|Gencline||Innovative cell separation and product recovery technologies|
The patented Gencline separation technology is applicable to a broad range of applications involving product recovery, separation, concentration or stratification. The unique process does not involve trapping particles and is generally independent of particle density. As a result, the Gencline process has distinct advantages over conventional methods. Potential applications can involve processing of cells, cellular fragments or components, cell aggregates, proteins and solid particles composed of various substances such as precipitates, crystal particles, rock/sediment. The suspending fluid can have any form including liquid or gas.
Harnessing the power of numerous small influences to create a large summative effect is the general principle that led to Gencline's separation technology. The observation from blood flow biomechanics that platelets in small blood vessels concentrate in regions very near the vessel wall inspired our first attempt at using the general principle to separate cells. The platelet concentrating effect (margination) is the result of numerous small interactions between platelets and red blood cells that collectively drive the platelets to a region near the vessel wall. In the early 1990's Gencline demonstrated a separation technology that utilized obstacles in the form of fixed pillars or fibers placed in rectangular channels and a US patent was filed in 1995. As microfluidic fabrication became readily available, the obstacle based separation approach became more practical. In the mid 2000's an implementation of obstacle based separation in a microfluidic diagnostic device was developed for the isolation of select cells from whole blood based on size. While effective, that early separation technology has limitations and requires long channels to achieve sufficient lateral separation. Nevertheless, it demonstrates the practicality of using numerous small influences to drive a separation process.
More recently it was realized that if the small influences were directional, then the collective result could provide an even larger overall effect. That realization led to our new and recently patented technique for cell separation based on obstacles that shift cells directionally or asymmetrically relative to the flow. Furthermore, the asymmetrical nature of those shifts can be based on cell surface markers creating a highly specific biologically based separation.
Gencline technologies employ obstacle based methods and range from sized based separation to highly selective surface marker based separations. Additionally, a broad range of target cell or particle physical attributes can be utilized to drive the separation processes.
More specifically, the separation technology involves interactions between the cells or particles and individual obstacles placed in the path of a flowing suspension. These interactions can shift the cells or particles symmetrically or asymmetrically about the individual obstacles relative to the fluid flow. A field or pattern of obstacles are positioned within a channel to realize the overall separation process.
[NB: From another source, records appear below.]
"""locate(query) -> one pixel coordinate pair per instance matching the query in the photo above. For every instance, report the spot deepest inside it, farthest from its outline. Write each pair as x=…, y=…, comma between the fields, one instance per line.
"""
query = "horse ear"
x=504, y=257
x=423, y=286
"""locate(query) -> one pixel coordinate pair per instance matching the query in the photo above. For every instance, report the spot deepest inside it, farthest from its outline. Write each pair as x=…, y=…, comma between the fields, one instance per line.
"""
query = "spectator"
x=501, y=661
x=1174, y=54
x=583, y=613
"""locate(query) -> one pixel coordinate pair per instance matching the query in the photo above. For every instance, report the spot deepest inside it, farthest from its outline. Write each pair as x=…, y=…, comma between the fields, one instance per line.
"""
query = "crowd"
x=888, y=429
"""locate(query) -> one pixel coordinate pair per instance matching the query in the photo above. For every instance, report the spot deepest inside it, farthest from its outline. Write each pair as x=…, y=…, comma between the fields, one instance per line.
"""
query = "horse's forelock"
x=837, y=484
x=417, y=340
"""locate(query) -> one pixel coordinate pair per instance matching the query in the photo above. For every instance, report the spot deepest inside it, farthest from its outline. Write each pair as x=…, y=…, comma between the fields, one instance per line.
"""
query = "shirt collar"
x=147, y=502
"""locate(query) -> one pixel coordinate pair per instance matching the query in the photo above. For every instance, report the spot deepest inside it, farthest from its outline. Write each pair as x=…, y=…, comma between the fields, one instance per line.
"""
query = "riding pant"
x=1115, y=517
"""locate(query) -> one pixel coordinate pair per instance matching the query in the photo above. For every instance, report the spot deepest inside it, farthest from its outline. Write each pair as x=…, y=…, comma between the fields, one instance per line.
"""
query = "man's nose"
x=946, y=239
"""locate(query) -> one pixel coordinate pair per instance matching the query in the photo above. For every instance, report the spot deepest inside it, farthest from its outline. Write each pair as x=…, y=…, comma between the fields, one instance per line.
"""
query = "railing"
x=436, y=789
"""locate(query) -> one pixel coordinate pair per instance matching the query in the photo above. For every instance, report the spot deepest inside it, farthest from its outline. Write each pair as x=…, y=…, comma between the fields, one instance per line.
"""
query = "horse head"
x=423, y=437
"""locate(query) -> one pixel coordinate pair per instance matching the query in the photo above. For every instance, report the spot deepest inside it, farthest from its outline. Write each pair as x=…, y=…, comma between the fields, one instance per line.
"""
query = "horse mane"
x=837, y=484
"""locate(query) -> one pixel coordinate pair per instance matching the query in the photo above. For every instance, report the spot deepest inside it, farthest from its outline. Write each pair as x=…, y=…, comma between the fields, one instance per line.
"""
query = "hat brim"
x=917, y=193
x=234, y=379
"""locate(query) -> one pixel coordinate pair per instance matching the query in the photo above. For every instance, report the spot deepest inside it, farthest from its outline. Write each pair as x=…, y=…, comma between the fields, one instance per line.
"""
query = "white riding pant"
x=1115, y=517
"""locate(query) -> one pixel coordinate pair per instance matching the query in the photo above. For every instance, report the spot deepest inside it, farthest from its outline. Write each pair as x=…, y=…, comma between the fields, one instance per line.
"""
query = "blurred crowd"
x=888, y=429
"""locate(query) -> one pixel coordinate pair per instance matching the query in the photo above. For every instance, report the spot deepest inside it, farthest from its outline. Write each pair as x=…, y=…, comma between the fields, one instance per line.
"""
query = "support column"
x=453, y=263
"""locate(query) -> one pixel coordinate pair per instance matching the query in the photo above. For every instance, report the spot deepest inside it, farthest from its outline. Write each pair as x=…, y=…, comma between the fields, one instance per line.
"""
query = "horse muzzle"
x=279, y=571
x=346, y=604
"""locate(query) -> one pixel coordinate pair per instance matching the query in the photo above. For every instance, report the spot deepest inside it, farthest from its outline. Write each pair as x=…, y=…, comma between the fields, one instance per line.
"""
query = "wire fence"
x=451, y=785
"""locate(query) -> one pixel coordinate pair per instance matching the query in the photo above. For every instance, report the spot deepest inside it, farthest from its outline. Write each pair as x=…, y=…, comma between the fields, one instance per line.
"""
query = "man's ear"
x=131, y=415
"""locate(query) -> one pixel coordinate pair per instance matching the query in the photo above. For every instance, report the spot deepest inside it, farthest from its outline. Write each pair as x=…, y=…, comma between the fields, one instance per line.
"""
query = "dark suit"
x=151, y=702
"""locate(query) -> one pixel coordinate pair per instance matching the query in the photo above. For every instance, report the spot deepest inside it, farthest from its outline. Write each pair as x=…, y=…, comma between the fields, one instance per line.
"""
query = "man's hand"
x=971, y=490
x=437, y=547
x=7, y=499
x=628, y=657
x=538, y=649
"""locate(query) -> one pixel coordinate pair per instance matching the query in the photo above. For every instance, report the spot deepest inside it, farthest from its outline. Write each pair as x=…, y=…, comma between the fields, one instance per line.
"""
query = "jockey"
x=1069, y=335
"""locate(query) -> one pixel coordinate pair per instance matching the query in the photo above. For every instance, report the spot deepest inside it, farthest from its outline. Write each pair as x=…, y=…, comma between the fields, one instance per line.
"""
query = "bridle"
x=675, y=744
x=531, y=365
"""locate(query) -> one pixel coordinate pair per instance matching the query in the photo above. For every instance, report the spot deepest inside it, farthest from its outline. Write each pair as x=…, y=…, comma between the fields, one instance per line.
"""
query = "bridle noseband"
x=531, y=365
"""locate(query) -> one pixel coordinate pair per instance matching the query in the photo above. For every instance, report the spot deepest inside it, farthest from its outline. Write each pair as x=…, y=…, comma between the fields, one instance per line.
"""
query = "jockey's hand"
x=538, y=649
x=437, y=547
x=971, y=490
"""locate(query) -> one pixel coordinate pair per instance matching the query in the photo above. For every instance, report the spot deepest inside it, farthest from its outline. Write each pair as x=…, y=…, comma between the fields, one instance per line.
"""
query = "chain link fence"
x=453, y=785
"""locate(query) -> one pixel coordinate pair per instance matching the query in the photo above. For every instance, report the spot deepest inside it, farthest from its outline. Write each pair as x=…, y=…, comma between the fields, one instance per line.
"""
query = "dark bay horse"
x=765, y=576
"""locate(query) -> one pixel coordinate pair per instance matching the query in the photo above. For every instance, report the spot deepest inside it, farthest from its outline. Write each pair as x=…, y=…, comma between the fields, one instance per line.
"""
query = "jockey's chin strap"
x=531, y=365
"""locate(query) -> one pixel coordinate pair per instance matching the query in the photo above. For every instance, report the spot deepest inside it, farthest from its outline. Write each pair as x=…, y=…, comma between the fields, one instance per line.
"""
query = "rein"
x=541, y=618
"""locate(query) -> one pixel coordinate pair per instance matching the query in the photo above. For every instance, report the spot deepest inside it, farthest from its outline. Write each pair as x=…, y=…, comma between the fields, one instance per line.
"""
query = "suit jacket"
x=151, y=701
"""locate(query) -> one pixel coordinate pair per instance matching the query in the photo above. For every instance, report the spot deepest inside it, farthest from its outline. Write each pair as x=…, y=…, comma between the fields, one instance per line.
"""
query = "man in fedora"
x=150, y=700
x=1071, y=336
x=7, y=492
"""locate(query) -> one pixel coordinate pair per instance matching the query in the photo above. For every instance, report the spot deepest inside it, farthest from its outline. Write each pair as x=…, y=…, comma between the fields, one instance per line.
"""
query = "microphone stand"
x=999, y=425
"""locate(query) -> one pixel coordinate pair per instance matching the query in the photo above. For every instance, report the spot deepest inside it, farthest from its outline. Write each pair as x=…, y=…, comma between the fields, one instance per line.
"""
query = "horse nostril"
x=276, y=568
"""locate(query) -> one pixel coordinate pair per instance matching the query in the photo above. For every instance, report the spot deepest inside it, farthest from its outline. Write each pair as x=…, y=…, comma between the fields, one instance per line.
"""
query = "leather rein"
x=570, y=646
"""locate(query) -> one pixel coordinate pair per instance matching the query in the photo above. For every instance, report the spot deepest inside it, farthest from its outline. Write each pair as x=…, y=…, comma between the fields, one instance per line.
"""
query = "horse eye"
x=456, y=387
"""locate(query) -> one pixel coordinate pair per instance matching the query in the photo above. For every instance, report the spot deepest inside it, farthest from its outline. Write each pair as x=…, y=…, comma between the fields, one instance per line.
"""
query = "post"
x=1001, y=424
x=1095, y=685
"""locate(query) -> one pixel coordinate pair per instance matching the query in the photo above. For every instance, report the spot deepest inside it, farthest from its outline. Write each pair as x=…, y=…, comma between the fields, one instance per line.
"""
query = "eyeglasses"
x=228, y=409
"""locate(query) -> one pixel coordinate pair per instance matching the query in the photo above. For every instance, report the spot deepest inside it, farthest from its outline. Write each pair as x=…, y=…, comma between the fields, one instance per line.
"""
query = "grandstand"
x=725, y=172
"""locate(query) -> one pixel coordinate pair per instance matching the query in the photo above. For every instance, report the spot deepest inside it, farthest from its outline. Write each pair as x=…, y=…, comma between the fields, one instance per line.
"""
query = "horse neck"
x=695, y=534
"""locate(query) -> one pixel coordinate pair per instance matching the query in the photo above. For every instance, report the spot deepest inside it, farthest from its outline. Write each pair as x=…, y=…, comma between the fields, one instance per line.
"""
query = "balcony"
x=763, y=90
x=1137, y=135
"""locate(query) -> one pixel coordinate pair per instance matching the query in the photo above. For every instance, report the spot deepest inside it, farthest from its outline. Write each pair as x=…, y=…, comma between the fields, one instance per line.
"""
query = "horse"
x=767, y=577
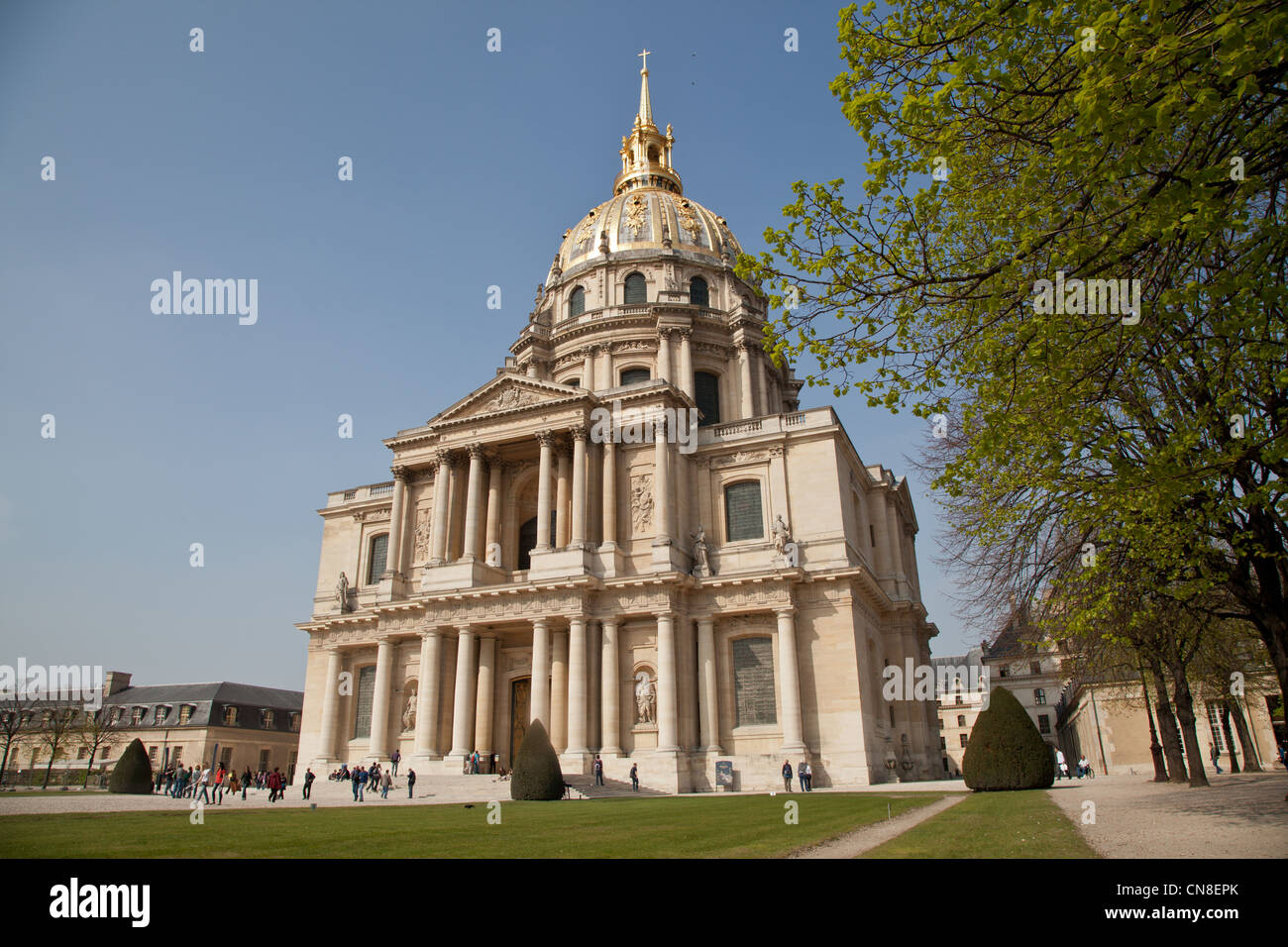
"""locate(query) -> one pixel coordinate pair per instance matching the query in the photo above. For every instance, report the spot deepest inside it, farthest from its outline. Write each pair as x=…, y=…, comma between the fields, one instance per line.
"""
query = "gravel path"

As the suspension of cells or particles is forced past the specifically designed obstacle field, target cells or particles migrate in a preferential direction and are collected downstream.
One Gencline process is based on obstacle induced preferential diffusion (OIPD). In this process, the mixture or suspension to be separated is forced past an obstacle field. The obstacle field causes a preferential dispersion or migration of the particles so that they are separated from the fluid. In particular, a non-uniform obstacle field has a spatial density that varies in a given direction. For example, consider a flow along an X axis through a field of obstacles whose spatial density increases in the Y direction, i.e., there are more obstacles as one travels in the +Y direction. When a particle encounters an obstacle it is shifted in either the +Y or -Y direction relative to the flow. If the particle is shifted in the +Y direction there is an increased probability of encountering another obstacle and being shifted back to its original path. If the particle is shifted in the -Y direction, there is a decreased probability of the particle encountering an obstacle and being shifted back to its original path. Thus, the particles will tend to migrate in the -Y direction. This migration is referred to as obstacle induced preferential dispersion (OIPD). In addition, the magnitude of the particle path shift from a single obstacle is dependent on the particle properties; therefore, the rate of migration will also be a function of particle characteristics.
Varying the spatial density of the obstacle field as described above is one useful approach when accurately controlling the placement of specific obstacles is not practical. Of course when the position of each obstacle can be precisely controlled, other approaches are also available. Positioning obstacles to force "streaming" of the particles is possible by having each shift successively move the particle relative to the next obstacle and continuously drive the particle in one direction. This is very similar to the approach that has been used for decades in sand separators and louvered dust separators.